ATLANTA—The airline industry has never had a reputation for exceptional hospitality and customer service. But some hotel owners still wouldn't mind looking more like it.
A hotel stay shouldn't be as bumpy as a flight, but should be as lucrative, according to Mehul Patel, CEO of NewcrestImage, speaking on the "Main Street Talks" panel at the Hunter Hotel Investment Conference.
Patel was referring to the now customary ad hoc services that airlines charge customers beyond the original fare, including baggage and seat assignment fees.
According to NerdWallet, airlines such as American, Alaska, Delta and Hawaiian charge $30 for a checked bag, while JetBlue and United charge $35 for the same service. Meanwhile, low-cost carriers Spirit and Frontier charge customers for all overhead carry-on items. Most airlines also charge extra to sit in a specific seat, even in the main cabin.
The implication is nickel-and-diming, something Patel is not at issue with. "We should charge for housekeeping like airlines charge for baggage," he said, also citing Uber fees, which can include tolls, origination fees and, as of March 12, a fuel surcharge to offset higher gas prices.
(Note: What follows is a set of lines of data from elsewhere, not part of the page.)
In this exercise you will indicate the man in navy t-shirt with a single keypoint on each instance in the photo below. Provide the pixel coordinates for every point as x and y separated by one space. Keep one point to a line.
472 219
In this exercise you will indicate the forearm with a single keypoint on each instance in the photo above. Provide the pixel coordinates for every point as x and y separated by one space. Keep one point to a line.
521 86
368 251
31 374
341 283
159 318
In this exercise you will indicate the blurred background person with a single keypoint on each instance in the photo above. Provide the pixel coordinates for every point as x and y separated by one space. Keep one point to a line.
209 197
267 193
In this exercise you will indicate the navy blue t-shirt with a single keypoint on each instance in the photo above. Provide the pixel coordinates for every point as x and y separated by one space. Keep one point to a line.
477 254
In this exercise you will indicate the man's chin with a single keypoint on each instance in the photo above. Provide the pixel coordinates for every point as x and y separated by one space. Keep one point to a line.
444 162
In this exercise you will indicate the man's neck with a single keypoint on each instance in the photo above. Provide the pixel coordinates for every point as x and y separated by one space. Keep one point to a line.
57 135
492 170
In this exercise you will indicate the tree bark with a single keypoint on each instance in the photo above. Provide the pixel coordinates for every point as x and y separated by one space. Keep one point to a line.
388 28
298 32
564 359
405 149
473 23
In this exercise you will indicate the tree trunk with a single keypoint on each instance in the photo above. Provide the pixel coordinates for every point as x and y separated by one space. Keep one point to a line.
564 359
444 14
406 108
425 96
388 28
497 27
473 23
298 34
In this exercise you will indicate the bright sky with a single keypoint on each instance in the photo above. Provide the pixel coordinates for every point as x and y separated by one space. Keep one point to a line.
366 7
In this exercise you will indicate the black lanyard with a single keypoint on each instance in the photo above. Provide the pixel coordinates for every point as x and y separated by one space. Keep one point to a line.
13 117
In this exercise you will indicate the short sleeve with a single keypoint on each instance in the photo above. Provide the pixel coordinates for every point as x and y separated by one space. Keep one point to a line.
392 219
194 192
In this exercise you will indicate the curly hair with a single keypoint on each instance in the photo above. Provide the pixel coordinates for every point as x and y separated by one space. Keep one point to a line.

"We can charge for surface parking," Patel continued. "We should do prepay," a reference to collecting payment in full at the time of booking, similar to the airlines. "We are the only ones not doing nickel-and-diming."
His fellow panelists were not in disagreement. Mitch Patel, president and CEO of Vision Hospitality Group, cited a time when the change fees he needed to pay for a flight amounted to more than the original ticket. "Taking payment upon booking is something the customer is ready for," he said. "I can book six different rooms for the same day and within 24 hours cancel them. We are the only industry that can tie up inventory without recourse."
Costing more
Transferring more costs to customers is something hoteliers have considered before, more so now as their own costs balloon—both operationally and developmentally.
"We have a handle on replacement costs so know when to buy," said Al Patel, president of Baywood Hotels, but adding that it can now cost as much as 22 percent more to build a new hotel. As Mitch Patel pointed out, the rise in expense has much to do with the current supply chain crunch. "There are certain materials you just can’t get," he said. "There are 100 moving parts that have to move seamlessly and those have been disrupted. We are now trying to ignite it back, but it takes time."
He added that this was first time he could remember not having any hotel under construction, citing construction costs that are up some 230 percent since 2012.
Moreover, materials, like steel, need to be purchased sometimes six months in advance. "You now need to order things even before getting the loan," Al Patel said.
Hot market
Despite the rise in costs, the hotel industry continues to attract capital and the focus is slanted more toward acquisition than ground-up development. "The construction industry is a dying industry," said Greg Friedman, CEO of Peachtree Hotel Group, an allusion to the current length and steep price to build. "It can take 18-24 months to get a property open; stabilized two to three years later."
It's made deal-making tougher, as cap rates compress and there are myriad bids for one property. "It's been a difficult process," said Al Patel. "We are getting outbid."
Many hotel owner/operators are also getting out of the management game. It's been an ongoing trend in the hotel industry, one coupled with consolidation within the broader third-party management sector. In January, NewcrestImage sold 27 management agreements to Aimbridge Hospitality, something Mitch Patel said there would be more of, acknowledging the challenge of managing hotels, something often better left to companies that specialize in it. "You are either all in or out in operations," he said.
Added Mehul Patel about his company's deal with Aimbridge: "Let them worry about occupancy."
Smaller third-party management companies are also stepping away from the table and joining up with larger operators. Consider Atlanta-based Hotel Equities, which has scaled up greatly in just a little more than a year, forming strategic alliances with four separate management companies.
"If you have less than 20 hotels does it make sense to operate?" asked Friedman. "It’s super expensive and about controlling product, but doesn’t make economic sense."